4) Do you believe that all people experience a level of attraction at first sight?

[I'm not giving my own answer yet, as requested, but take a look at Michtav M'Eliahu, Kuntrus HaChesed, B'Ahavas Ish V'Isha. That'll give you some kind of idea of my opinion. Have fun hashing it out; I'll b'n join in later!]

defen said...

There are no Michtav M'Eliyahus in my college library, so excuse me for not answering in depth. My "gut" response to your four questions - I believe that #2 is correct. And as for #3 and #4 - it's generally best to stay away from absolute generalizations. ;)
As for #1, my feelings on the issue are similar to en's, although the second half of his post is already something I don't feel qualified to discuss.

Keren Perles said...

Hey TRW--Which question is right? Like defen, my gut reaction would be that you mean the second one. Unlike defen, I talked to you, and thought you meant the fourth. Which is the correct question?

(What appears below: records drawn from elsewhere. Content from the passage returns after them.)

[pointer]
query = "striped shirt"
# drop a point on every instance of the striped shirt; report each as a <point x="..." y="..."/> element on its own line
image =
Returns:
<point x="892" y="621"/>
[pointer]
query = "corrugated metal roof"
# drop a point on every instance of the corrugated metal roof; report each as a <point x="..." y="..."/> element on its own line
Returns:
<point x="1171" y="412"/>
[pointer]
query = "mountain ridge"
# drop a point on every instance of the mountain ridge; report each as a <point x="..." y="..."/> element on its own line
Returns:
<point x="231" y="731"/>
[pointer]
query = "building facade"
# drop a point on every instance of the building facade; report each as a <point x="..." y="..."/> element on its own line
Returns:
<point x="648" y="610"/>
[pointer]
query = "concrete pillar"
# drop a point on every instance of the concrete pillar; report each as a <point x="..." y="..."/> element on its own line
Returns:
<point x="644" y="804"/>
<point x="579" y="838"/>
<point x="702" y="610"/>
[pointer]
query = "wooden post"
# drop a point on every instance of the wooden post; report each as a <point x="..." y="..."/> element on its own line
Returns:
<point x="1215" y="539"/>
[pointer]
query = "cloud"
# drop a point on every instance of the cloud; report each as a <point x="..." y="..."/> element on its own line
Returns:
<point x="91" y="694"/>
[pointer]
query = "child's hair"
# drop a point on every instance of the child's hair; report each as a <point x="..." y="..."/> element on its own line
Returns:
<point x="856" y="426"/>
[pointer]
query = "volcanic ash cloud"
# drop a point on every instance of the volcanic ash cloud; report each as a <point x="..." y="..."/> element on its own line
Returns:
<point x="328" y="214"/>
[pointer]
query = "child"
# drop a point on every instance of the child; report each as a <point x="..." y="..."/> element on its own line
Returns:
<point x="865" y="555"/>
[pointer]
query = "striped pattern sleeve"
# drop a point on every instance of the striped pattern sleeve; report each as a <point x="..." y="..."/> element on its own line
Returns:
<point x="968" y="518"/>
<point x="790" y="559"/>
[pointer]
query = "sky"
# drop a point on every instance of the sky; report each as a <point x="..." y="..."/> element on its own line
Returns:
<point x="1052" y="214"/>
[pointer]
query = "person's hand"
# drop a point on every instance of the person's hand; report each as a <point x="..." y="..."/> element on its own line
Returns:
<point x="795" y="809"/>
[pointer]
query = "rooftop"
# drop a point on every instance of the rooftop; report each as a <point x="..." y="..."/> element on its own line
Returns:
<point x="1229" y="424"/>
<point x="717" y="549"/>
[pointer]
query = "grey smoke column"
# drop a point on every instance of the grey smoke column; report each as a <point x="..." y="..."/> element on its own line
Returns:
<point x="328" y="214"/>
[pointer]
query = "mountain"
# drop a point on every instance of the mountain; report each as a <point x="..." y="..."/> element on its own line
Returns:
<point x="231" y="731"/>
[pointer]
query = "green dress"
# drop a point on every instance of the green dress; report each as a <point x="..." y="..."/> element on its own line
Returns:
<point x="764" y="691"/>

Just wanna make sure we're debating the correct topic...

TRW said...

Ok, I'll stay away from generallizations. I meant #4, as Stx said, but let's say "a very large majority" instead of "all."
Leati, that's why I put the question up! Cause of R' Frand's shiur (and I was in a different country when it was given, but I still had a debate about it soon after...).
Lots of people say that if there's nothing wrong, you should give it a third date, a tenth date...but what if there's no attraction? Should you marry someone because "there's nothing wrong with him" rather than because you are attracted to him, on the basis that you'll learn to love (whatever that means) each other?

defen said...

Building upon what I said earlier about not liking some of the people I love, I believe it is important to like (as in, you enjoy their company, feel that you "get along," "click," or however you prefer to word it) someone with whom you are planning to have such an important relationship.
If you don't like the person you marry, what will happen after the first fight? Your brain will say - oops, made a mistake there - and your heart will have nothing to add.

Eli7 said...

#1, I think you MUST be attracted to the person you marry - just because on paper he's great or even because you have fun with him, does not mean you should marry him.
#2, But I think the real question is when that love/attraction needs to develop. Does it need to happen at first or second sight? I think not. I am inclined to say it's the kind of thing that does develop. (Think about your good friends, do you see them as pretty/ugly/whatever? no, you see them as your friends, but even that is something that takes time to develop.)
#3, so then the question is how long should you wait for it to develop? and i don't know the answer to this (maybe it's the kinda thing only experience will tell?), but i do think that there is a point (4 or 5 dates maybe) at which point if there is no attraction, it's not going to develop.

Keren Perles said...

I didn't pay her to say that.

TRW said...

That's so funny! Cause I thought she was agreeing with me! (You said 7/8 dates...) And attraction IS necessary...ptttttttttt

Keren Perles said...

I was more focusing on #2. If the number's the problem, fine, I have no clue what I'm talking about. It's the concept that I feel strongly about. You can't expect attraction right away, and the *oh, wow, he's amazing! incredible! unique beyond words!* feeling doesn't NECESSARILY have to happen for everyone. Ever. There's a more mature love, a love that grows through time. Attraction is necessary--of course!--but not right away, and not the "crush" type neccesarily, in my opinion.

Jonah said...

I don't think love in the exciting crush variety is necessary for marriage. But you should be comfortable with someone, and sometimes even if there's nothing wrong on paper, and nothing you can put your finger on, you just don't like each other.

Keren Perles said...

Agreed, and the numbers obviously differ from person to person, couple to couple. But at the same time, if a girl says, "Help! I'm on my eighteenth date with this guy, and we still don't find each other attractive--Should I wait longer?", it couldn't hurt to have a general range to make you able to trust your instincts.

I know, I know, in theory you should just trust them. But theories don't always work, and some people need more of a concrete support. 'Sall.